# Loss Function

`Ascend` `GPU` `CPU` `Model Development`

Translator: [Misaka19998](https://gitee.com/Misaka19998)

[![View Source On Gitee](https://gitee.com/mindspore/docs/raw/r1.6/resource/_static/logo_source_en.png)](https://gitee.com/mindspore/docs/blob/r1.6/docs/mindspore/programming_guide/source_en/loss.md)

## Overview

Loss function, also known as object function, is used for measuring the difference between predicted and true value. In deep learning, training a model is a process of decrease the loss value by iteration. So it is important to choose a loss function while training a model. A better loss function can efficiently increase model's performance.

MindSpore provides many general loss functions for users. However, they are not suitable for all the situations. Users need to define their own loss functions in some cases. So this course will introduce how to define loss functions.

Currently, MindSpore supports the following loss functions: `L1Loss`, `MSELoss`, `SmoothL1Loss`, `SoftmaxCrossEntropyWithLogits`, `SampledSoftmaxLoss`, `BCELoss`, and `CosineEmbeddingLoss`.

All loss functions of MindSpore are implemented by subclasses of `Cell`. Therefore, customized loss functions are also supported. For details about how to build a loss function, see "Building a Customized Network."

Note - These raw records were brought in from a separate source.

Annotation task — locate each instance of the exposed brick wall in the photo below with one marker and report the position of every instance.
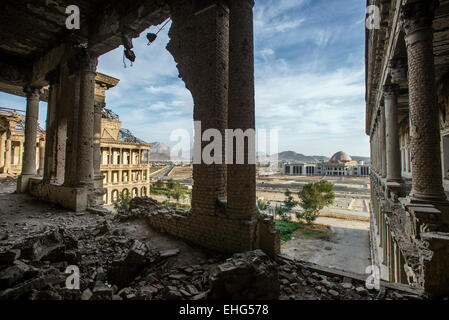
(199, 43)
(219, 232)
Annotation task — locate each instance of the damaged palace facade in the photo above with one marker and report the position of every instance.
(407, 81)
(212, 44)
(12, 137)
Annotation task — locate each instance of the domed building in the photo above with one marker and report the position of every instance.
(340, 156)
(340, 164)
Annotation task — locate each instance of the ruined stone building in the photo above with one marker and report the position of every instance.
(407, 82)
(11, 143)
(340, 164)
(125, 163)
(212, 44)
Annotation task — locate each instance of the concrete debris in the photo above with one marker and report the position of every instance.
(114, 265)
(245, 276)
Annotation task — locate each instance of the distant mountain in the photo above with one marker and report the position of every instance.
(159, 151)
(292, 156)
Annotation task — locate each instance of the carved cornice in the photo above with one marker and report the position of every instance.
(418, 15)
(398, 69)
(53, 76)
(83, 60)
(32, 92)
(391, 90)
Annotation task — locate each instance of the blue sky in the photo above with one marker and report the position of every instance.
(309, 71)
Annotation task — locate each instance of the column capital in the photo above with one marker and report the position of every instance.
(32, 92)
(53, 76)
(390, 90)
(83, 60)
(398, 68)
(250, 2)
(417, 15)
(99, 105)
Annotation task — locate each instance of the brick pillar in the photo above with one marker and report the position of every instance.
(50, 129)
(2, 149)
(241, 180)
(199, 39)
(98, 176)
(392, 134)
(383, 142)
(84, 170)
(7, 167)
(40, 171)
(31, 124)
(417, 18)
(72, 111)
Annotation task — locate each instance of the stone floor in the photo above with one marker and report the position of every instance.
(346, 249)
(124, 259)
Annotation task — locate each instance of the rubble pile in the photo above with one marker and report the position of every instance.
(114, 264)
(144, 207)
(249, 275)
(298, 282)
(111, 266)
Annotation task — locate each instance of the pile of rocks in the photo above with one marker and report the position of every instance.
(301, 282)
(143, 207)
(114, 266)
(111, 266)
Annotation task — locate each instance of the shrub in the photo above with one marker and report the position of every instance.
(314, 197)
(262, 205)
(122, 203)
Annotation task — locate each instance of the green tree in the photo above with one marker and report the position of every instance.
(262, 205)
(122, 203)
(178, 192)
(170, 184)
(281, 211)
(289, 202)
(314, 197)
(159, 184)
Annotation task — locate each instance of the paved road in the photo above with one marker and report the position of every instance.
(346, 249)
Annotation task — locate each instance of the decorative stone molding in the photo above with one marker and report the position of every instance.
(390, 90)
(83, 60)
(398, 69)
(32, 92)
(53, 76)
(417, 15)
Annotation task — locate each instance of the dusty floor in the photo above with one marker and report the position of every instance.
(95, 243)
(346, 249)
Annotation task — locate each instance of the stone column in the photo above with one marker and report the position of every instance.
(392, 134)
(98, 176)
(49, 174)
(40, 171)
(2, 149)
(383, 142)
(84, 172)
(241, 178)
(417, 18)
(203, 66)
(31, 124)
(6, 168)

### Built-in Loss Functions

- L1Loss

  Computes the absolute value error of two input data for the regression model. The default value of `reduction` is mean. If the value of `reduction` is sum, the loss accumulation result is returned. If the value of `reduction` is none, the result of each loss is returned.

- MSELoss

  Computes the square error of two input data for the regression model. The `reduction` parameter is the same as the `L1Loss` parameter.

- SmoothL1Loss

  `SmoothL1Loss` is the smooth L1 loss function, which is used for the regression model. The default value of the `beta` threshold is 1.

- SoftmaxCrossEntropyWithLogits

  Cross entropy loss function, which is used to classify models. If the tag data is not encoded in the one-hot mode, set `sparse` to True. The default value of `reduction` is none. The meaning of this parameter is the same as that of `L1Loss`.

- CosineEmbeddingLoss

  `CosineEmbeddingLoss` is used to measure the similarity between two inputs and is used for classification models. The default value of `margin` is 0.0. The `reduction` parameter is the same as the `L1Loss` parameter.

- BCELoss

  Binary cross entropy loss is used for binary classification. `weight` is a rescaling weight applied to the loss of each batch element. The default value of `weight` is None, which means the weight values are all 1. The default value of `reduction` parameter is none. The `reduction` parameter is the same as the `L1Loss` parameter.

- SampledSoftmaxLoss

  Sampled softmax loss function, which is used for classification model when the number of class is large. `num_sampled` is the number of classes to randomly sample. `num_class` is the number of possible classes. `num_true` is the number of target classes per training example. `sampled_values` is the sampled candidate. The default value of `sampled_values` is None, which means UniformCandidateSampler is applied. `remove_accidental_hits` is the switch of whether to remove "accidental hits". The default value of `remove_accidental_hits` is True. `seed` is the random seed for candidate sampling with the default value of 0. The default value of reduction parameter is none. The `reduction` parameter is the same as the L1Loss parameter.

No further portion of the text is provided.